Section 2304 of the CARES Act also makes certain technical amendments to the TCJA relating to the definition of “excess business losses”. Namely, “excess business losses” will now be determined without regard to net operating loss deductions or the deduction for qualified business income. Furthermore, “excess business losses” will now be determined without regard to deductions, gross income, or gains attributable to any trade or business in which the taxpayer performs services as an employee. Section 2304 of the CARES Act also adds that deductions for capital losses will not be taken into account when determining “excess business losses,” and only a limited amount of capital gains will now be taken into account.
Accelerated Refunds for Existing Corporate Alternative Minimum Tax Credits
Prior to the 2017 enactment of the TCJA, corporations were required to pay the higher of their federal alternative minimum tax (“AMT”) or their regular federal income tax (“regular tax”) for a taxable year, but generally could indefinitely carry forward the excess of the AMT paid over their regular tax liabilities (“AMT Credits”) and use these credits against future regular tax liabilities. The TCJA repealed the corporate AMT, but corporations had continued use of AMT Credits and were entitled to receive a refund of 50% of the unused AMT Credit amount for taxable years 2018 through 2020, with any remaining balance being fully refundable in 2021.

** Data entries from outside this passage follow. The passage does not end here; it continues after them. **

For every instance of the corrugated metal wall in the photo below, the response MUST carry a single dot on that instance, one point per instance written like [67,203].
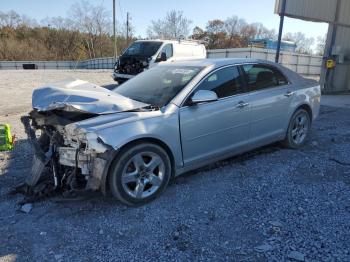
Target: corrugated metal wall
[337,79]
[314,10]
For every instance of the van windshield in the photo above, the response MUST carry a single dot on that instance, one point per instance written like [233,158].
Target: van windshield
[158,85]
[146,49]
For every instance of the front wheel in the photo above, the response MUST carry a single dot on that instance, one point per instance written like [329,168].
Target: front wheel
[298,129]
[140,173]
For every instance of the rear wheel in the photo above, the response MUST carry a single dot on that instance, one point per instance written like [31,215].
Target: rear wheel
[140,173]
[298,129]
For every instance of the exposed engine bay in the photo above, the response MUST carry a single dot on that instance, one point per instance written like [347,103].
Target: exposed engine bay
[69,160]
[131,65]
[62,165]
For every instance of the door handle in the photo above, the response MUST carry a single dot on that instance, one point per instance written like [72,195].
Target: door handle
[242,104]
[289,93]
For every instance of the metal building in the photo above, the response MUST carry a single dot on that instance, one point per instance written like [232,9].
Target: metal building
[335,75]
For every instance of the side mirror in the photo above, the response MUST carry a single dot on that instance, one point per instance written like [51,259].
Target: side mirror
[202,96]
[162,57]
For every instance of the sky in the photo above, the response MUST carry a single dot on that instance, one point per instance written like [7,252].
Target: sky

Under the CARES Act, these corporate AMT Credits are no longer subject to the 50% limitation noted above for tax years beginning in 2019, making them fully refundable. The CARES Act also includes provisions permitting an election to take the entire credit for the taxable year beginning in 2018 and claiming any resulting refund on a tentative or “quick” refund basis.
Temporary Exception from Excise Tax for Alcohol Used to Produce Hand Sanitizer
In general, distillers and importers of distilled spirits are liable for federal excise taxes on all distilled spirits produced in or imported into the United States. The federal excise tax on distilled spirits is generally $13.50 on each proof gallon; provided that “distilled spirits operations” enjoy a reduced tax rate through December 31, 2020, equal to $2.70 per proof gallon on the first 100,000 proof gallons, $13.34 per proof gallon in excess of 100,000 but below 22,130,000 proof gallons, and $13.50 per proof gallon for all additional amounts. The term ”distilled spirits” means that substance known as ethyl alcohol, ethanol, or spirits of wine in any form (including all dilutions and mixtures thereof from whatever source or by whatever process produced). Persons liable for this federal excise tax may be relieved of the tax in certain circumstances set forth in Code Section 5214(a) upon the withdrawal of distilled spirits from a bonded premises.
Section 2308 of the CARES Act amends Code Section 5214(a) to add an exception from federal excise tax for distilled spirits removed from a bonded premises for use in or contained in hand sanitizer produced and distributed in a manner consistent with guidance issued by the Food and Drug Administration. This exception applies to distilled spirits removed after December 31, 2019, and before January 1, 2021. Further, such distilled spirits are not subject to any requirements related to labeling or bulk sales under – (1) section 105 or 106 of the Federal Alcohol Administration Act (27
U.S.C. 205, 206); or (2) section 204 of the Alcoholic Beverage Labeling Act of 1988 (27 U.S.C. 215).